Se sentó, arrodillándose primero ceremonialmente.

—¿Has descansado? —preguntó la dríada sin mirarle y sin dejar de peinar a la niña—. ¿Cuándo puedes ponerte en camino para volver? ¿Qué me dices de mañana temprano?

—En cuanto lo ordenes —dijo impasible—, Señora de Brokilón. Una sola palabra tuya bastará para que deje de molestarte mi presencia en Duén Canell.

—Geralt. —Eithné volvió la cabeza con lentitud—. No me entiendas mal. Te conozco y te aprecio. Sé que nunca hiciste daño a ninguna dríada, rusalka, sílfíde o ninfa, al contrario, hubo veces en que saliste en su defensa, salvaste vidas. Pero esto no cambia nada. Demasiadas cosas nos separan. Pertenecemos a mundos distintos. No quiero ni puedo hacer excepciones. Para nadie. No voy a preguntar si lo entiendes, porque sé que es así. Pregunto si lo aceptas.

—¿Y qué cambia eso?

—Nada. Pero quiero saberlo.

—Lo acepto —confirmó—. Pero ¿qué hay de ella? ¿De Ciri? Ella también pertenece a otro mundo.

Ciri le miró asustada, luego volvió los ojos hacia arriba, hacia la dríada. Eithné sonrió.

—No por mucho tiempo —dijo.

—Eithné, por favor. Recapacita.

—¿Sobre qué?

—Dámela. Que se venga conmigo. Al mundo al que pertenece.

—No, Lobo Blanco. —La dríada pasó de nuevo el peine por los cenicientos cabellos de la muchacha—. No te la devolveré. Justamente tú debieras comprenderlo.

—¿Yo?

—Tú. Incluso hasta Brokilón llegan las noticias del mundo. Noticias sobre cierto brujo que por los servicios prestados arranca de vez en cuando extraños juramentos. «Dame lo que no es— peras encontrar en tu casa.» «Dame aquello que ya tienes y aún no lo sabes.» ¿Te suena? Por ello intentáis desde hace algún tiempo controlar al destino, buscáis muchachos marcados por la fortuna para ser vuestros sucesores, queréis defenderos de la extinción y del olvido. De la nada. ¿Por qué entonces te extrañas de mí? Yo me preocupo por la suerte de las dríadas. Pienso que es justo, ¿no? Por cada dríada muerta por los humanos, una muchacha humana.

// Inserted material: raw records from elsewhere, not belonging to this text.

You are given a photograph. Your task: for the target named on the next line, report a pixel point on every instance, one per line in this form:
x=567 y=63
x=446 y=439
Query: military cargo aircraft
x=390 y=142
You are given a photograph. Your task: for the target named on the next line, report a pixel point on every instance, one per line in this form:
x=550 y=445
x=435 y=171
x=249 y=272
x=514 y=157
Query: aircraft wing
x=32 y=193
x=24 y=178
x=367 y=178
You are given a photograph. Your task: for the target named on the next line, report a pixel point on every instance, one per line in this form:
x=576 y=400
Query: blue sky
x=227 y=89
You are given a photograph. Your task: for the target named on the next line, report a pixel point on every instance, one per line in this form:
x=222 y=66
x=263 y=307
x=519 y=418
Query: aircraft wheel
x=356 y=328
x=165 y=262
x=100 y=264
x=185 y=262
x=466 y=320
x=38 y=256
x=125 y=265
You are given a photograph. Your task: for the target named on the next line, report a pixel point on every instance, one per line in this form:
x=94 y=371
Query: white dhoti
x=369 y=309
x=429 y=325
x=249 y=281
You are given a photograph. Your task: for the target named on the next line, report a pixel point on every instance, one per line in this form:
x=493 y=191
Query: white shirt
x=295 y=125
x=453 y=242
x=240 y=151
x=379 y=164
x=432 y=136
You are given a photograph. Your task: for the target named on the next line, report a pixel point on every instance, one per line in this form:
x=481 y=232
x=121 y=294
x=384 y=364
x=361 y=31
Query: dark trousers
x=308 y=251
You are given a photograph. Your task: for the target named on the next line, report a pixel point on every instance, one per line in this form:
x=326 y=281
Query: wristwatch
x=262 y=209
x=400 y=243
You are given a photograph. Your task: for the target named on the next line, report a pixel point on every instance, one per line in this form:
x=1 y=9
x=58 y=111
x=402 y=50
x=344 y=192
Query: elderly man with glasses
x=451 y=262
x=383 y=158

—Reteniéndola, despiertas la enemistad y el ansia de venganza, Eithné. Despiertas un odio ardiente.

—El odio de los humanos no es nada nuevo para mí. No, Geralt. No te la devolveré. Y además está sana. Esto no es ahora muy frecuente.

—¿No es frecuente?

La dríada clavó en él sus grandes ojos de plata.

—Me envían muchachas enfermas. Difteria, escarlatina, tifus, últimamente hasta la viruela. Piensan que no somos inmunes, que la epidemia nos destruirá o al menos nos diezmará. Desilusiónalos, Geralt. Tenemos algo más que inmunidad. Brokilón cuida de sus hijos.

Calló, se inclinó, peinó con cuidado un enredado mechón de pelo de Ciri, ayudándose con la otra mano.

—¿Puedo —carraspeó el brujo— pasar al mensaje con el que me envió aquí el rey Venzlav?

—¿Y no es una pérdida de tiempo? —Eithné alzó la cabeza—. ¿Por qué tendrías que hacer el esfuerzo? Yo ya sé perfectamente lo que quiere el rey Venzlav. Para ello por lo menos no hace falta tener el don de la profecía. Quiere que le dé Brokilón, seguramente hasta el río Vda, que por lo que sé considera o le gustaría considerar como la frontera natural entre Brugge y Verden. A cambio, imagino, me ofrece un enclave, un pequeño y salvaje rincón del bosque. Y seguramente garantiza con la palabra real y la protección real que ese pequeño y salvaje rincón, ese retal de despoblado, me pertenecerá por los siglos de los siglos y que nadie se atreverá a molestar allí a las dríadas. Que allí las dríadas podrán vivir en paz. ¿Qué, Geralt? Venzlav quiere terminar una guerra por Brokilón que dura ya dos siglos. ¿Y para terminarla habrán de dar las dríadas aquello por cuya defensa han venido muriendo durante doscientos años? ¿Simplemente... cederlo? ¿Ceder Brokilón?